I need to write a code that forcibly closes connections that are in
CLOSE_WAIT status. It should run at a father process and constantly
check the forked child processes(servers). I need this code to work on
Unix/Linux, thus usage of WINAPI is not possible.

My question is:

1) Should I use netstat through code and parse the result to learn
which socket is in a CLOSE_WAIT situation?

2) Is there any C++ code that enables me to easily get socket status,
given the file descriptor number?

3) If you have any other ideas/recommendations please share.

Thanks a lot.
Ofira.
 
V

Victor Bazarov

I need to write a code that forcibly closes connections that are in
CLOSE_WAIT status. It should run at a father process and constantly
check the forked child processes(servers). I need this code to work on
Unix/Linux, thus usage of WINAPI is not possible.

My question is:

1) Should I use netstat through code and parse the result to learn
which socket is in a CLOSE_WAIT situation?

2) Is there any C++ code that enables me to easily get socket status,
given the file descriptor number?

3) If you have any other ideas/recommendations please share.

Sockets are platform-specific. Please consider asking in the newsgroup
dedicated to your OS/platform.

V
 
T

Tobias Müller

Leigh Johnston said:
Off-topic.

HTH.

/Leigh

Not everyone knows that sockets are platform specific and there is no
standard C++ API. You could at least point that out.

To the topic, I don't think that it is possible to close connections of a
different process. You can just kill those processes.
But a connection in CLOSE_WAIT just means that the other peer has already
closed the connection. If the child process is implemented correctly, it
just closes those connections and there won't be any zombie connections.

Tobi
 
8

88888 Dihedral

Not everyone knows that sockets are platform specific and there is no
standard C++ API. You could at least point that out.
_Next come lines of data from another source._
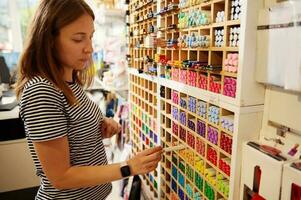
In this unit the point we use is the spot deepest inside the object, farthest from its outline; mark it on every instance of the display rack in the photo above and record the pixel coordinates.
(186, 102)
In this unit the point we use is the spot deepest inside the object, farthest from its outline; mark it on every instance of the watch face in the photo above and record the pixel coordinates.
(125, 171)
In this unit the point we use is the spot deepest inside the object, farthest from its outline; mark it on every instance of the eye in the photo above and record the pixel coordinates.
(77, 40)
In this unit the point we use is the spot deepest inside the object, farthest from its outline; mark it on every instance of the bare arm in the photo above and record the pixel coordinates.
(55, 161)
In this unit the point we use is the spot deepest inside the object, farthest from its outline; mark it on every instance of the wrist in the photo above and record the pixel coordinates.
(125, 169)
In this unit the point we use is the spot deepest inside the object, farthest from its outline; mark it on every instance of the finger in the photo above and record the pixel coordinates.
(151, 164)
(152, 157)
(151, 151)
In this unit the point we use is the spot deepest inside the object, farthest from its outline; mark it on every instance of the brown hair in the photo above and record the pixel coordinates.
(39, 55)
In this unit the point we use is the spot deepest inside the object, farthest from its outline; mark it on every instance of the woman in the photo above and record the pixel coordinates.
(63, 127)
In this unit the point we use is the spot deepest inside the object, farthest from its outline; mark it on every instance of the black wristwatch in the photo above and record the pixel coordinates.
(125, 169)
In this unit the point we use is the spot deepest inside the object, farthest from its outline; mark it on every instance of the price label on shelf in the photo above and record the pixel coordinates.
(214, 100)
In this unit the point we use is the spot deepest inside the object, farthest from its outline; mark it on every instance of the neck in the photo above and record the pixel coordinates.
(68, 75)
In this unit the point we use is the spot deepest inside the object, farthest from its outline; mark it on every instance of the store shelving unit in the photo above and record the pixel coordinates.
(142, 24)
(189, 110)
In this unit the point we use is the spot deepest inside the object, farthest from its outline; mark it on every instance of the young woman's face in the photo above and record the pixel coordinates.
(74, 44)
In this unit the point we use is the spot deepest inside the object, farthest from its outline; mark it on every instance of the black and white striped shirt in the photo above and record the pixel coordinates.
(47, 116)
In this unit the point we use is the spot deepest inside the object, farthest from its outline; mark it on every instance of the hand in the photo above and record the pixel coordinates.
(159, 42)
(109, 127)
(145, 161)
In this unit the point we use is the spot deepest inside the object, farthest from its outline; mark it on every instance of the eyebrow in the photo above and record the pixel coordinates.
(82, 33)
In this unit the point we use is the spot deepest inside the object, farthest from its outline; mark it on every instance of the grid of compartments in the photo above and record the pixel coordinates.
(202, 44)
(202, 170)
(142, 28)
(144, 122)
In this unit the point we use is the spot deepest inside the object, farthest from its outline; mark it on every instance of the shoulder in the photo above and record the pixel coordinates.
(42, 89)
(40, 85)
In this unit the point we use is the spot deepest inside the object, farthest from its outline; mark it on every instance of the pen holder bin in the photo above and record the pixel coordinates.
(291, 183)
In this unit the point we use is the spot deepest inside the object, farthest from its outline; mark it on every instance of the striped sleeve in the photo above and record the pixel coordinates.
(42, 110)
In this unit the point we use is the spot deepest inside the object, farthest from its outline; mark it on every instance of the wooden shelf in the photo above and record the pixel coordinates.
(239, 106)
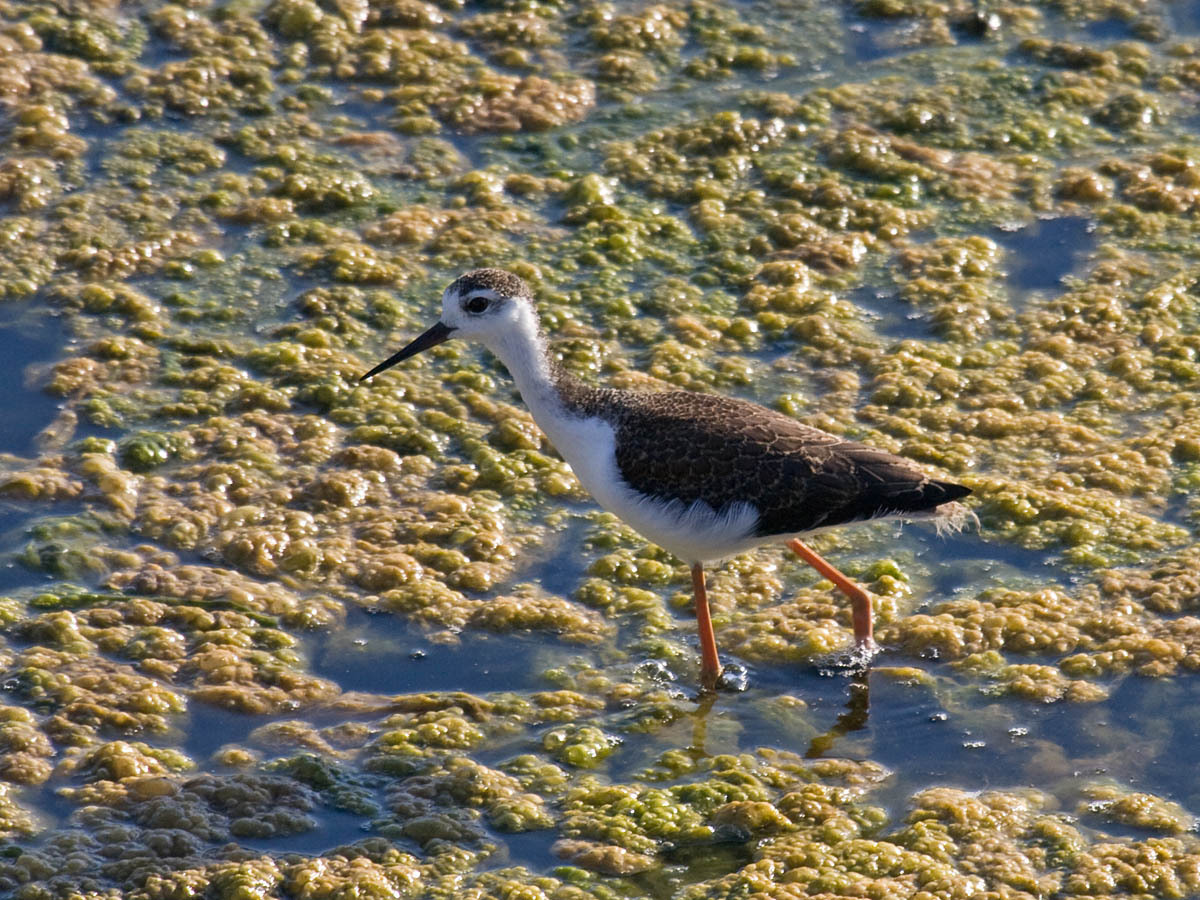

To the topic, I don't think that it is possible to close connections of a
different process. You can just kill those processes.
But a connection in CLOSE_WAIT just means that the other peer has already
closed the connection. If the child process is implemented correctly, it
just closes those connections and there won't be any zombie connections.

Tobi

This kind of trivial jobs in shell scripts that can be invoked by a C++ program
to spawn a process is really boring.

In POSIX compatible OSes the standard output can be directed to a file.
 
J

Jorgen Grahn

I need to write a code that forcibly closes connections that are in
CLOSE_WAIT status. It should run at a father process and constantly
check the forked child processes(servers). I need this code to work on
Unix/Linux, thus usage of WINAPI is not possible.

My question is:

1) Should I use netstat through code and parse the result to learn
which socket is in a CLOSE_WAIT situation?

2) Is there any C++ code that enables me to easily get socket status,
given the file descriptor number?

3) If you have any other ideas/recommendations please share.

Like others mentioned, go seek advice in some Unix/Linux/POSIX group,
and/or refer to W R Stevens' books. Also mention there what the actual
problem is that you're trying to solve -- the way you're trying to do
it is almost certainly the wrong approach.